3 Dancing with Tears in My Eyes
アルバムの中でも特に有名な楽曲で、核戦争を背景にした悲劇的なテーマを持つ。感情的な歌詞と壮大なシンセサイザーの旋律が融合し、リスナーに深い印象を残す。サビのメロディは特に力強く、80年代を代表する名曲として広く知られている。
4 Lament
アルバムのタイトル曲で、静かなイントロから徐々に盛り上がるドラマチックな一曲。失恋や喪失感をテーマにした歌詞が、ジョージ・ユーレの感情豊かなボーカルで表現されている。シンセサイザーの美しいアレンジが楽曲に深みを加えている。
5 Man of Two Worlds
スコットランドの伝統音楽を取り入れたユニークな楽曲で、ゲール語の歌詞が一部に使用されている。異文化を融合させたサウンドが印象的で、アルバムの中でも異彩を放つトラックだ。シンセサウンドと伝統楽器の調和が見事。
6 Heart of the Country
広がりのあるサウンドスケープが特徴的な楽曲。自然との調和をテーマにした歌詞と、ゆったりとしたリズムがリスナーを穏やかな気分にさせる。シンセサイザーの層が織りなす音の豊かさが際立つ。
7 When the Time Comes
感傷的で緊張感のある楽曲。未来への期待と不安を描いた歌詞が、緩やかなリズムとシンセサウンドに支えられている。ミッジ・ユーレのボーカルが静かに盛り上がり、楽曲にドラマを加えている。
8 A Friend I Call Desire
アルバムの最後を飾るエモーショナルな楽曲。欲望と内面の葛藤をテーマにした歌詞が、繊細なシンセサウンドとともに展開される。壮大なフィナーレとして、アルバムを締めくくるにふさわしい一曲だ。
アルバム総評
Lamentは、ウルトラヴォックスが音楽的にさらに進化し、感情的な深みと緻密なサウンドデザインを融合させた傑作である。特にDancing with Tears in My EyesやLamentといった楽曲は、80年代ニューウェーブの象徴的な存在として今も愛されている。個々の楽曲が持つテーマの多様性と、それをまとめ上げるバンドの技量は見事で、リリースから数十年経った現在でも色褪せることのない一枚だ。
このアルバムが好きな人におすすめの5枚
Quartet by Ultravox
前作で、ニューウェーブとシンセポップの融合をさらに深化させたアルバム。メロディアスな楽曲が多い。
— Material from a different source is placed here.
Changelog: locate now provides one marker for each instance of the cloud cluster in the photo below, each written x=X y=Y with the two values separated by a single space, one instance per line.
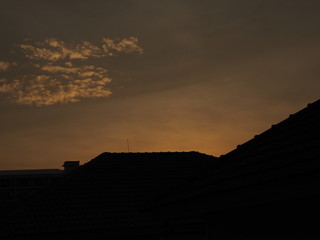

Songs from the Big Chair by Tears for Fears
ドラマチックで深みのあるサウンドが共通する名盤で、本作のファンにも響く一枚。
The Hurting by Tears for Fears
感情的なテーマとシンセサウンドが特徴のアルバムで、同じ時代の空気感が感じられる。
Ocean Rain by Echo & the Bunnymen
壮大なアレンジとエモーショナルな楽曲が楽しめるアルバムで、Lamentと通じる部分がある。
The Lexicon of Love by ABC
シンセポップの洗練されたサウンドと感情的な楽曲が印象的な一枚で、ニューウェーブファンにおすすめ。